Similar binding affinity appears in transformer style MoEs. The DeepSeek MoE paper discussed routers explicitly, mentioning "centroids" as expert identifiers. My approach loosely echoing theirs. OpenAI described their router only as "simple." DeepSeek’s centroids were learned embeddings with binding affinity computed via cosine similarity (different from my Euclidean distance and precomputed centroids, but conceptually related)
Fine Tuning
If binding affinity routes inputs to experts via cluster ID, then fine tuning a transformer MoE should resemble fine tuning an "ensemble of ensembles."
I learned weighted averages with a hypernetwork. Training the router was a linear projection enabling the 1NN classifier to route to any expert. In an LLM, the input to experts would still be original embeddings rather than modified ones.
Fine tuning became: learn a new router, plus new weights for the weighted average.
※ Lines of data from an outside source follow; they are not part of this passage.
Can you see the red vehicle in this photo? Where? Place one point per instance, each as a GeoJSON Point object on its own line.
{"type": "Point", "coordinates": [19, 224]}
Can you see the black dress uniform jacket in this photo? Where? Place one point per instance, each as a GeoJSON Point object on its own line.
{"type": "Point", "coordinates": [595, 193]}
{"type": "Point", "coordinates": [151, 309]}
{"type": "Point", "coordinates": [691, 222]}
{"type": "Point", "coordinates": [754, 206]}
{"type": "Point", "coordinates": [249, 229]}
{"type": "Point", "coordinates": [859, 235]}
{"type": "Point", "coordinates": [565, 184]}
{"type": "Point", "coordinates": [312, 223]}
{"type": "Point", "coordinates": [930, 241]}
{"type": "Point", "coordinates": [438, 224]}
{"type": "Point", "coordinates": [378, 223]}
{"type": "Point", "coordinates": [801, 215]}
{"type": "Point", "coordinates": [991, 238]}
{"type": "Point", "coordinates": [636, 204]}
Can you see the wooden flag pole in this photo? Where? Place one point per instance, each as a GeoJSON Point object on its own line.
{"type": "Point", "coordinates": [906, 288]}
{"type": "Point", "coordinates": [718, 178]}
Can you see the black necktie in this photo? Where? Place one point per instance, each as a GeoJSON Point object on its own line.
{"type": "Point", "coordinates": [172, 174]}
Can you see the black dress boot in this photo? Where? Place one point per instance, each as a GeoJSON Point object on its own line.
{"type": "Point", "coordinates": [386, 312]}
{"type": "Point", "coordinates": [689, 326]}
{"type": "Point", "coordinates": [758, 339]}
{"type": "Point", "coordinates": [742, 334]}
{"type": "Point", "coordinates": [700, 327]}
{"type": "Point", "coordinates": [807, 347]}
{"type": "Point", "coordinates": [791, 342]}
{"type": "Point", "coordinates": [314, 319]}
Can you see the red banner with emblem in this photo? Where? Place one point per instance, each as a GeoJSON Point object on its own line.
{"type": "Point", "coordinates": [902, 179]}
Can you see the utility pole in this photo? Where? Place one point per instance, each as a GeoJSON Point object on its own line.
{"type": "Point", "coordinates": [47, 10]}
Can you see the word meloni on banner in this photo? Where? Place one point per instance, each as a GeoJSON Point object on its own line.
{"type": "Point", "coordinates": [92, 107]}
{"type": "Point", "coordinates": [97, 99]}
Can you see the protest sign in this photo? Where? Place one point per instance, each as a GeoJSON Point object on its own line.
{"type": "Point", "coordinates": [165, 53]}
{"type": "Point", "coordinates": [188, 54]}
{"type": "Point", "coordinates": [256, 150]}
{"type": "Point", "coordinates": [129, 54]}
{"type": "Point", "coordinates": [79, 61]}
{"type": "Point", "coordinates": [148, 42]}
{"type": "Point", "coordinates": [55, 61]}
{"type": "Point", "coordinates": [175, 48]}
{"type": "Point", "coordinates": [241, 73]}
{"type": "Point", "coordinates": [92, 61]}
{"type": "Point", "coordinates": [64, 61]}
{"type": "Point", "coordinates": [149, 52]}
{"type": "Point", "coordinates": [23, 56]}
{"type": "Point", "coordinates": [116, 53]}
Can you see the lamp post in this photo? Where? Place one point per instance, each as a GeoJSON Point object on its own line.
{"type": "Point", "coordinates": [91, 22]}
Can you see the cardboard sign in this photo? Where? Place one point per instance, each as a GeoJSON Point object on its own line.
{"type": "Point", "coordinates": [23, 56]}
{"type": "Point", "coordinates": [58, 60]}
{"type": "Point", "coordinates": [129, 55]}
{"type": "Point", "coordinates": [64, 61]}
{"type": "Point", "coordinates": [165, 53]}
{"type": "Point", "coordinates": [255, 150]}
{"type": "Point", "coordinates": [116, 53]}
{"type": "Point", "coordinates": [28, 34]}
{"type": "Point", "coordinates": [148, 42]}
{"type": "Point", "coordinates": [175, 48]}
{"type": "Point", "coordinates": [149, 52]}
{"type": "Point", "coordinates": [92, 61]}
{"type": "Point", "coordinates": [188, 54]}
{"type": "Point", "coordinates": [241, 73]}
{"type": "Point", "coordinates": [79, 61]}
This enables fundamentally different outputs per input. An expert trained primarily on one data distribution might vote on something superficially unrelated but subtly similar, improving next token prediction.
I like the idea of fine tuning with a small weight set for averages plus a somewhat small weight set for the router. In an RL setting, I’d train the router and the weighted averages.
Conclusion
I never set out to build a Mixture of Experts system. I was just trying to make a little ball jump through spinning circles without the phone exploding.
But by repeatedly applying the same principle (decompose the problem space, then conquer each piece separately) whether through spatial hashes, clustering, or ensembling, I accidentally walked the exact same path that the most powerful language models in 2026 are now using at scale.
Sometimes the best discoveries aren’t planned. They’re just the natural consequence of refusing to accept “impossible” as an answer.